Annotated Bibliography

  1. Coley, Medeiros, and Schindler (2008) explicitly examined the consequences of risky human sexual behavior and young adulthood. The authors found a highly significant relationship between risky sexual behavior during mid adolescence (from ages 14 to 16) and risky sexual behavior during late adolescence (from ages 15 to 19), suggesting that there is

some stability in risky sexual behavior over time.
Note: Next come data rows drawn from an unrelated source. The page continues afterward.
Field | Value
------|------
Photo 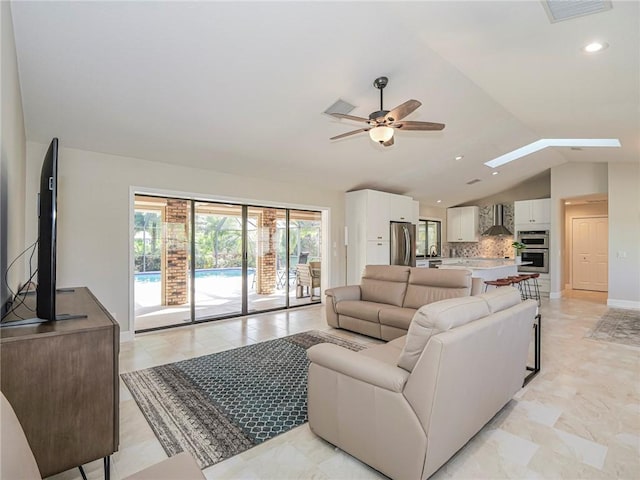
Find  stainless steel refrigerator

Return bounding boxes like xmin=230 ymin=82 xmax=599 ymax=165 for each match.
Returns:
xmin=390 ymin=222 xmax=416 ymax=267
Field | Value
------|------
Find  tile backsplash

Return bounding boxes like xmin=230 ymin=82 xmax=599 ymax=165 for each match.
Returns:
xmin=442 ymin=203 xmax=515 ymax=258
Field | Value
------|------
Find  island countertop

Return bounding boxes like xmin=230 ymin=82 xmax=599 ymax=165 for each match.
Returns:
xmin=438 ymin=258 xmax=531 ymax=270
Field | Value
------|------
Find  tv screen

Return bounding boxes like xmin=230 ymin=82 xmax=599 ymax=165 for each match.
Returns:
xmin=36 ymin=138 xmax=58 ymax=320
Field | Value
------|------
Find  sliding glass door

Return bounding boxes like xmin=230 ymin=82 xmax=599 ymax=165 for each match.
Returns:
xmin=132 ymin=195 xmax=322 ymax=331
xmin=247 ymin=207 xmax=289 ymax=312
xmin=289 ymin=210 xmax=322 ymax=305
xmin=192 ymin=202 xmax=243 ymax=320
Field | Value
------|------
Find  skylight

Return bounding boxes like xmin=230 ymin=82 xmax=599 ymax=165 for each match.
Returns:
xmin=484 ymin=138 xmax=621 ymax=168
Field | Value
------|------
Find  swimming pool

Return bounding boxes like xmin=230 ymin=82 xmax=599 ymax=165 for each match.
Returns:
xmin=135 ymin=267 xmax=256 ymax=283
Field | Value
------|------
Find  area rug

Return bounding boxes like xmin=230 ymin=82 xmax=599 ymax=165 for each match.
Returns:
xmin=121 ymin=331 xmax=366 ymax=468
xmin=586 ymin=308 xmax=640 ymax=347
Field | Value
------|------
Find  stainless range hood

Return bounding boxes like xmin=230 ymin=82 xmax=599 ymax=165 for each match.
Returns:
xmin=482 ymin=205 xmax=513 ymax=237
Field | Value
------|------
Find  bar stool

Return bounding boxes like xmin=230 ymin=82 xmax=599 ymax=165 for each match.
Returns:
xmin=527 ymin=273 xmax=540 ymax=306
xmin=484 ymin=278 xmax=511 ymax=292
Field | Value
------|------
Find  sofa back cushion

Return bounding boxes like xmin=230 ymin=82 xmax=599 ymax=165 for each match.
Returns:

Specifically, they found that controlling for early drug use, that having unprotected sex during adolescence (when respondents were

on average 14 years old) predicted drug use during late adolescence/young adulthood

(when respondents were on average 19 years old).

  1. Coker, Richter, Valois, McKeown, Garrison, and Vincent (2004) found evidence that early sexual behavior was associated with a greater lifetime number of sexual partners, a lower likelihood of using a condom during their last sexual encounter, a higher likelihood of becoming pregnant or impregnating a partner as a teenager, and, for girls, a higher incidence of STDs. The authors concluded that the link between early and risky sexual behavior is logical. Youth who engage in early sexual behavior are less experienced and less mature than youth who wait until later adolescence to initiate sexual behavior, thus they are less aware of the physical and emotional risks associated with sexual intercourse. In turn, if they are unaware of the potential consequences of engaging in sexual intercourse, they will be less likely to protect themselves from STDs by using condoms or to see the danger in having multiple partners or having sexual intercourse while using substances like alcohol or marijuana (Coker, et al., 2004).